All we should say for sure is that it appears the forward bolt hole of the VS yielded and the next two attach points did not, as evidenced by the attached lug carry though hardware. I wouldn't expect the VS/Rudder assembly to survive this way, attached and in good shape, if it was still attached to the airplane at sea level. But strong circumstantial SITA (french product for ACARS) data indicates it was attached at 0214z since the HF antenna coupler did not fault. (The SATCOM however, likely had it's own integral GPS for acquiring lock, I'm told, so this is no longer plausible evidence for an IRU platform available: hence ATT info.)

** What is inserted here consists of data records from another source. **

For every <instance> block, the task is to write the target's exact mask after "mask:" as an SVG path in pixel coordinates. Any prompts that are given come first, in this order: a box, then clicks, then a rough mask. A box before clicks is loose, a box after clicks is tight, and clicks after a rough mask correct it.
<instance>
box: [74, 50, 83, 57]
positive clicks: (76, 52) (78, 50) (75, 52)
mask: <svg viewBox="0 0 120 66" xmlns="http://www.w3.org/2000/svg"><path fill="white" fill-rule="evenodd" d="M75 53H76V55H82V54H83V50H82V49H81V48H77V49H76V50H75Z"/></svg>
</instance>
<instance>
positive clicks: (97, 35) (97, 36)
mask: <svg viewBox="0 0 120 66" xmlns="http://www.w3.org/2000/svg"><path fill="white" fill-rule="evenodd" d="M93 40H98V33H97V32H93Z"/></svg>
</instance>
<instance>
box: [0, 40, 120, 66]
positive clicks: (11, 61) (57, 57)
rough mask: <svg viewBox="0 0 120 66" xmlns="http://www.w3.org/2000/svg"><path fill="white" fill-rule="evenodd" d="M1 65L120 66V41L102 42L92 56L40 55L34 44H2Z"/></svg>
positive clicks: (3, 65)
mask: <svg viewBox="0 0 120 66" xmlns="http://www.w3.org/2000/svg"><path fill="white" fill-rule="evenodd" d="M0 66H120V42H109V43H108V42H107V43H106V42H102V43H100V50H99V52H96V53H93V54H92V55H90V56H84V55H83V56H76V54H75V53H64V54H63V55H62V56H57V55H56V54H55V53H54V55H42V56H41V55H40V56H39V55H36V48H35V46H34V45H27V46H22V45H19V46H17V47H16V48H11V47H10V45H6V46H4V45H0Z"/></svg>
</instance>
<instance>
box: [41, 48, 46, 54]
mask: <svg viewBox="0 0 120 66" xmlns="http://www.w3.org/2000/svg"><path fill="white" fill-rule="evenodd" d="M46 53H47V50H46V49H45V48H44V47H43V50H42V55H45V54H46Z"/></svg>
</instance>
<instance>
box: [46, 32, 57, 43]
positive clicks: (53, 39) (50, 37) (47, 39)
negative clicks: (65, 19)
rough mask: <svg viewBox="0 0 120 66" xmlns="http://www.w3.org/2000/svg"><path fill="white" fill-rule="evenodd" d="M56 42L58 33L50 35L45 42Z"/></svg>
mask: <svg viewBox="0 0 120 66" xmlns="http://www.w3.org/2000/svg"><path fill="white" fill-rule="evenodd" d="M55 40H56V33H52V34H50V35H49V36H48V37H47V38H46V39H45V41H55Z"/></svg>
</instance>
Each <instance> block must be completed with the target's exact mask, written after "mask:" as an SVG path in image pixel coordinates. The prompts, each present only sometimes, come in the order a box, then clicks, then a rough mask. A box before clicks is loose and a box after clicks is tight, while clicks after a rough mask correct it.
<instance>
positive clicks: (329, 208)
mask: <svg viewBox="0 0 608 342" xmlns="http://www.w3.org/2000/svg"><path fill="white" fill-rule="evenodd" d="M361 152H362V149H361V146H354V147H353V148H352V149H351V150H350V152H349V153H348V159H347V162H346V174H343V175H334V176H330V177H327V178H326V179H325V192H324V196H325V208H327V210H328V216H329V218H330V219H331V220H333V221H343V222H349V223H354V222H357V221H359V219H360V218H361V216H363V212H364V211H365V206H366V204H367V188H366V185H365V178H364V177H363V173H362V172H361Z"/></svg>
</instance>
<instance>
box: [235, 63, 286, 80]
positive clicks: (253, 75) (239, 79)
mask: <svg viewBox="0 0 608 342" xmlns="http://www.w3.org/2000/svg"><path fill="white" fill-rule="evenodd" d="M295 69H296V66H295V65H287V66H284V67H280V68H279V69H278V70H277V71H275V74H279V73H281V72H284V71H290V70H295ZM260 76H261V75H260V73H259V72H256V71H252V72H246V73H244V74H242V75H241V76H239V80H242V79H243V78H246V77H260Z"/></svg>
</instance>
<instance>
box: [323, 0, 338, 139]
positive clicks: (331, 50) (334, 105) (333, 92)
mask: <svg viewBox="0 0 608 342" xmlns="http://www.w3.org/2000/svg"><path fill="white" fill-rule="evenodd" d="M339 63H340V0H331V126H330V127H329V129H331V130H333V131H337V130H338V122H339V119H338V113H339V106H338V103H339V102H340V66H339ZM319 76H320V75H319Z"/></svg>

Seeing the same components faulted on other a330 mishaps is strong evidence. AB emphisizing unrelable airspeed preparedness is very suggestive that they feel this is the problem. Reportedly, the CEO said he doesn't think it's the pitot tubes. I don't either. Even though I think they all iced up, I suspect it's really the A330's interpretation of a complete loss of all air data that caused this accident. I had a number of accidental thrust latches on the FMA on the A310, where the AFS took the wrong action and required us to disconnect it.

Unfortunately, it appears I have sired a number of Captain experts with a total of one post. While they could have been banned for taking unpopular positions in the past, their posts suggest they have no experience flying in weather at altitude. I would suggest that from now on, that anybody with the title of Captain in his screen name is automatically suspect.

Yes including me. Feel free to challenge me on anything.

Cheers,

CC

All the above, is only my opinion only, and I could be wrong.